Substitute $343\text{m}/\text{s}$ for $v$, and $493.88\text{Hz}$ for $f_{\text{B}}$ in equation (V) to find $L_{\text{B}}$.

  $\begin{array}{c}{L}_{\text{B}}=\frac{343\text{m}/\text{s}}{4\left(493.88\text{Hz}\right)}\\ =0.174\text{m}\end{array}$

Therefore, height of the empty bottle is $\underset{\_}{0.219\text{m}}$, height of bottle producing $f_{\text{B}}$ is $\underset{\_}{0.174\text{m}}$, and the height of the bottle producing $f_{\text{A}}$ is $\underset{\_}{0.195\text{m}}$.

(d)

To determine

Height of the liquid in the partially filled bottles.

Answer to Problem 46PQ

Height of the liquid in the bottle producing B note is $\underset{\_}{4.5\text{cm}}$, and the height of the liquid in the producing A note is $\underset{\_}{2.4\text{cm}}$.

Explanation of Solution

The height of the liquid inside the bottles is equal to the difference between the height of the empty bottle and the length of the other two bottles with liquid.
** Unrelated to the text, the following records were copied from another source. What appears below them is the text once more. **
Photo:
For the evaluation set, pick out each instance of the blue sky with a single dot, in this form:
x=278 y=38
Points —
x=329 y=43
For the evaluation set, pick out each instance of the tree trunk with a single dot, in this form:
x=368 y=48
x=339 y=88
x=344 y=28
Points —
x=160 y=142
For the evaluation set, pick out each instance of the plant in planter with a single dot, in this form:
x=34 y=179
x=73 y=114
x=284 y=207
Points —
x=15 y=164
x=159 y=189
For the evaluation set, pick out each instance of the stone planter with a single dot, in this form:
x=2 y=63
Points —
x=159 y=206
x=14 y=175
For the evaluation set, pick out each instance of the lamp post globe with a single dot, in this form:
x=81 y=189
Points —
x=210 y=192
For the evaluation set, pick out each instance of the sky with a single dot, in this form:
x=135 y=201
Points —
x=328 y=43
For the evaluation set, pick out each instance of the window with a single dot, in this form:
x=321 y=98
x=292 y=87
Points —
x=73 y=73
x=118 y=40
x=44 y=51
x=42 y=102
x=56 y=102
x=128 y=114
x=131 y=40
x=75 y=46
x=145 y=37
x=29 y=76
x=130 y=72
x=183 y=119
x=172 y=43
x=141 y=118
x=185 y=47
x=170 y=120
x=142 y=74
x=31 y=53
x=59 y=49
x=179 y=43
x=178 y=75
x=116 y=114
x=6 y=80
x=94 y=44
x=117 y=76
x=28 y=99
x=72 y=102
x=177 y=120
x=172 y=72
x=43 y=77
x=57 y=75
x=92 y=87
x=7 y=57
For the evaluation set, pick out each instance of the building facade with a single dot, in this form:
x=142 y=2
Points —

Write the expression for the height of the liquid in bottle producing $f_{\text{B}}$,

  $h_{\text{B}}=L_{\text{G}}-L_{\text{B}}$                                                                                             (VI)
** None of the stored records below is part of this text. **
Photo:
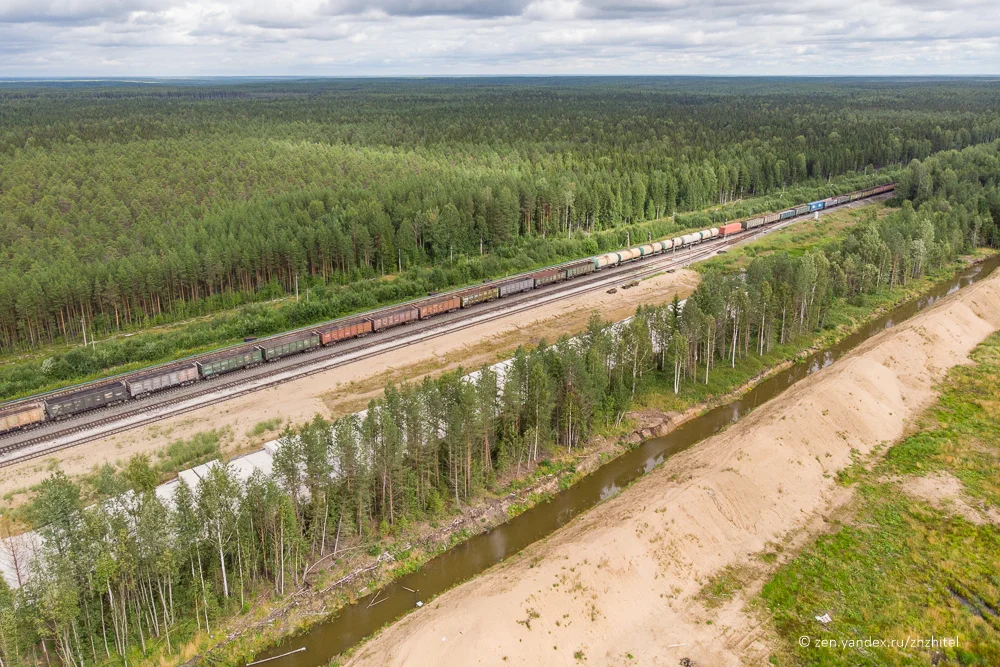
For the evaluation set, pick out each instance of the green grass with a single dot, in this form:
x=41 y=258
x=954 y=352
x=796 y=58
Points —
x=260 y=428
x=900 y=567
Here, $h_{\text{B}}$ is the height of the liquid in bottle producing $f_{\text{B}}$.

Write the expression for the height of the liquid in bottle producing $f_{\text{A}}$,

  $h_{\text{A}}=L_{\text{G}}-L_{\text{A}}$                                                                                             (VII)

Here, $h_{\text{A}}$ is the height of the liquid in bottle producing $f_{\text{A}}$.

Conclusion:

Substitute $0.219\text{m}$ for $L_{\text{G}}$, and $0.174\text{m}$ for $L_{\text{B}}$ in equation (VI) to find $h_{\text{B}}$.

  $\begin{array}{c}{h}_{\text{B}}=0.219\text{m}-0.174\text{m}\\ =\text{0}\text{.045}\text{m}\times \frac{100\text{cm}}{1\text{m}}\\ =4.5\text{cm}\end{array}$

Substitute $0.219\text{m}$ for $L_{\text{G}}$, and $0.195\text{m}$ for $L_{\text{A}}$ in equation (VII) to find $h_{\text{A}}$.

  $\begin{array}{c}{h}_{\text{A}}=0.219\text{m}-0.195\text{m}\\ =\text{0}\text{.024}\text{m}\times \frac{100\text{cm}}{1\text{m}}\\ =2.4\text{cm}\end{array}$

Therefore, the height of the liquid in the bottle producing B note is $\underset{\_}{4.5\text{cm}}$, and the height of the liquid in the producing A note is $\underset{\_}{2.4\text{cm}}$.